Facile immaginare chi siano le anime belle che dopo un anno si sono accorte che quasi la metà del paese non è stata resiliente a casa – o dissennata ad agosto in amene località-  ma è costituita da “essenziali” che hanno prodotto, perfino armamenti, raccolto frutta e verdura, macellato vacche, raccolto immondizia, pulito uffici e strade, altri che sono stati alla cassa dei supermercato, hanno collocato le merci sugli scaffali, ed anche immagazzinato prodotti, guidato furgoni, cavalcato biciclette, distribuito pacchi per garantire le prime necessità e non solo ai cittadini/consumatori.

Io ero stata costretta ad accorgermene come tanti, da quando avevo  fatto ricorso sia pur riluttante al commercio online.
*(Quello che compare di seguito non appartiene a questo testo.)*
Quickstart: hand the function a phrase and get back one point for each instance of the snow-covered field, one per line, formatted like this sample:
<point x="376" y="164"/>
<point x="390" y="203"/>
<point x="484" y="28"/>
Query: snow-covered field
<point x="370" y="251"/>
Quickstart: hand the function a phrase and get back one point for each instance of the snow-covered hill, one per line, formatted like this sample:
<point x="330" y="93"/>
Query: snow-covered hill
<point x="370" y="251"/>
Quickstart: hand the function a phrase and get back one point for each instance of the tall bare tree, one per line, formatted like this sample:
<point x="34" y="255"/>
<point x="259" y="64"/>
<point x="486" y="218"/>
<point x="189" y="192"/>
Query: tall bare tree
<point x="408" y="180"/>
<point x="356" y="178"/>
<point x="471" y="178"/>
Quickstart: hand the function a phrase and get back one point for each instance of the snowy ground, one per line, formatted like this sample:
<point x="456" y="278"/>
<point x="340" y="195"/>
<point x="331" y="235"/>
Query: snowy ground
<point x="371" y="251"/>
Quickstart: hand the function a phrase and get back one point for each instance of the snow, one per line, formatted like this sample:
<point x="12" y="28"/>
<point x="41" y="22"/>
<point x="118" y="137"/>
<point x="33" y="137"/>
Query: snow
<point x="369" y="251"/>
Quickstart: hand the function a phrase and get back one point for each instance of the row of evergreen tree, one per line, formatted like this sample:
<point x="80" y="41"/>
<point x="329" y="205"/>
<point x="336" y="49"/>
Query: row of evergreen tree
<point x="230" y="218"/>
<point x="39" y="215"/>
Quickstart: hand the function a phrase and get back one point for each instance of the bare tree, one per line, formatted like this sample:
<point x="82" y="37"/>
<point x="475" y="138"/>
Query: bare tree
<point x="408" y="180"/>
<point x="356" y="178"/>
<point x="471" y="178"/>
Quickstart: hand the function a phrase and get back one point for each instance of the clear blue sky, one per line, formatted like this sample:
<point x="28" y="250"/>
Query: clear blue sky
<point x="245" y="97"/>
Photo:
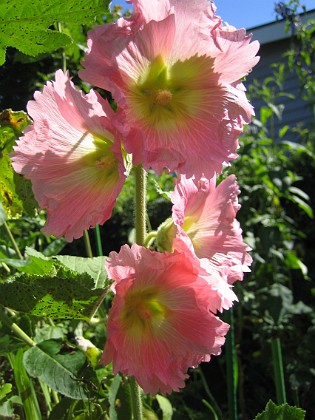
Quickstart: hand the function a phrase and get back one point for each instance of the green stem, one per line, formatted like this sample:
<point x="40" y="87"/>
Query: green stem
<point x="16" y="248"/>
<point x="136" y="402"/>
<point x="15" y="328"/>
<point x="140" y="226"/>
<point x="278" y="370"/>
<point x="87" y="244"/>
<point x="231" y="368"/>
<point x="98" y="241"/>
<point x="150" y="238"/>
<point x="140" y="204"/>
<point x="63" y="54"/>
<point x="216" y="409"/>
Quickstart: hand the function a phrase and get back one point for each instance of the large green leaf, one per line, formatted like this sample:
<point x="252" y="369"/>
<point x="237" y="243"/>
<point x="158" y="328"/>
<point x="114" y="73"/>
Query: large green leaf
<point x="27" y="25"/>
<point x="95" y="267"/>
<point x="25" y="387"/>
<point x="61" y="287"/>
<point x="3" y="216"/>
<point x="61" y="294"/>
<point x="280" y="412"/>
<point x="52" y="362"/>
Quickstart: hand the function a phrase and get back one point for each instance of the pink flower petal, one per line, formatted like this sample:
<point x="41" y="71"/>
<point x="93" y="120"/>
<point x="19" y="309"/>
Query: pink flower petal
<point x="72" y="157"/>
<point x="175" y="71"/>
<point x="205" y="218"/>
<point x="160" y="323"/>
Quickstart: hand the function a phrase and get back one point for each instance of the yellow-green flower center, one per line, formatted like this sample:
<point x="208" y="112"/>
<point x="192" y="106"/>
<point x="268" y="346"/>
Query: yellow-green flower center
<point x="101" y="161"/>
<point x="166" y="96"/>
<point x="143" y="313"/>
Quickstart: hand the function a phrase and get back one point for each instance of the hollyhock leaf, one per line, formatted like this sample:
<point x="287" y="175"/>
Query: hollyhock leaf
<point x="26" y="25"/>
<point x="61" y="294"/>
<point x="24" y="386"/>
<point x="15" y="191"/>
<point x="52" y="362"/>
<point x="281" y="412"/>
<point x="95" y="267"/>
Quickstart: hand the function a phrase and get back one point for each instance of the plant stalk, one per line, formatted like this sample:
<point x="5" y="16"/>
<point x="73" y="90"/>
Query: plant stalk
<point x="15" y="328"/>
<point x="140" y="204"/>
<point x="98" y="238"/>
<point x="231" y="368"/>
<point x="140" y="226"/>
<point x="87" y="244"/>
<point x="278" y="370"/>
<point x="15" y="246"/>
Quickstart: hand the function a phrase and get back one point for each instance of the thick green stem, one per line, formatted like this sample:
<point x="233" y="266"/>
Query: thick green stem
<point x="15" y="328"/>
<point x="136" y="402"/>
<point x="140" y="204"/>
<point x="231" y="368"/>
<point x="87" y="244"/>
<point x="140" y="226"/>
<point x="98" y="241"/>
<point x="16" y="248"/>
<point x="278" y="370"/>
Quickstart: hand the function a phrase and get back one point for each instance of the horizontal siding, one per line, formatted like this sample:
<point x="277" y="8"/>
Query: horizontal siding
<point x="296" y="110"/>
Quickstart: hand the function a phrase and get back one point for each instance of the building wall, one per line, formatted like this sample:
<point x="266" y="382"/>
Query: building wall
<point x="295" y="110"/>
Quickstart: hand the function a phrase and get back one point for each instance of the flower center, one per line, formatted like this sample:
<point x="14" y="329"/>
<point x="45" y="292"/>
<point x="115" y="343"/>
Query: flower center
<point x="163" y="97"/>
<point x="143" y="313"/>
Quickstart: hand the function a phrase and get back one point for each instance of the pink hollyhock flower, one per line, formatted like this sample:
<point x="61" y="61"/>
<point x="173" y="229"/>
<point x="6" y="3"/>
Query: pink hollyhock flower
<point x="72" y="156"/>
<point x="204" y="220"/>
<point x="175" y="70"/>
<point x="162" y="319"/>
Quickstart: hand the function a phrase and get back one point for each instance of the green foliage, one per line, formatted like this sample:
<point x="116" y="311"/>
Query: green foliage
<point x="25" y="387"/>
<point x="165" y="406"/>
<point x="26" y="25"/>
<point x="280" y="412"/>
<point x="63" y="287"/>
<point x="58" y="366"/>
<point x="15" y="191"/>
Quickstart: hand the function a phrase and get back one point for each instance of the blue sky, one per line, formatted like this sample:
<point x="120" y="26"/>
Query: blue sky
<point x="245" y="13"/>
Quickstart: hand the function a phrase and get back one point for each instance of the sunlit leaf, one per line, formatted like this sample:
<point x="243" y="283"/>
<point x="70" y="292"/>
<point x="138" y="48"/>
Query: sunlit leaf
<point x="25" y="387"/>
<point x="53" y="363"/>
<point x="49" y="288"/>
<point x="28" y="25"/>
<point x="281" y="412"/>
Ricordo bene la prima volta, quando scoprii che in tutto il centro della Capitale non c’era più un emporio di elettrodomestici e che per rifornirmi avrei dovuto recarmi in pellegrinaggio in uno dei santuari penitenziali della periferia, in un centro commerciale dove perdermi per ore tra altri forzati della spesa del sabato.

Era la conseguenza naturale di quello che si configura come un “complotto” ordito da lungo tempo per soffocare il commercio al dettaglio, strangolarlo con fitti esosi, ma pure blandirlo con qualche concessione e liberalizzazione, gravarlo con prezzi alti all’origine, strangolarlo con racket legali o criminali,  costringerlo a lasciare botteghe e magazzini cittadini in favore delle grandi firme, degli empori monomarca o dei grandi gruppi multinazionali che hanno scalzato anche i piccoli sultani, come Farinetti senior.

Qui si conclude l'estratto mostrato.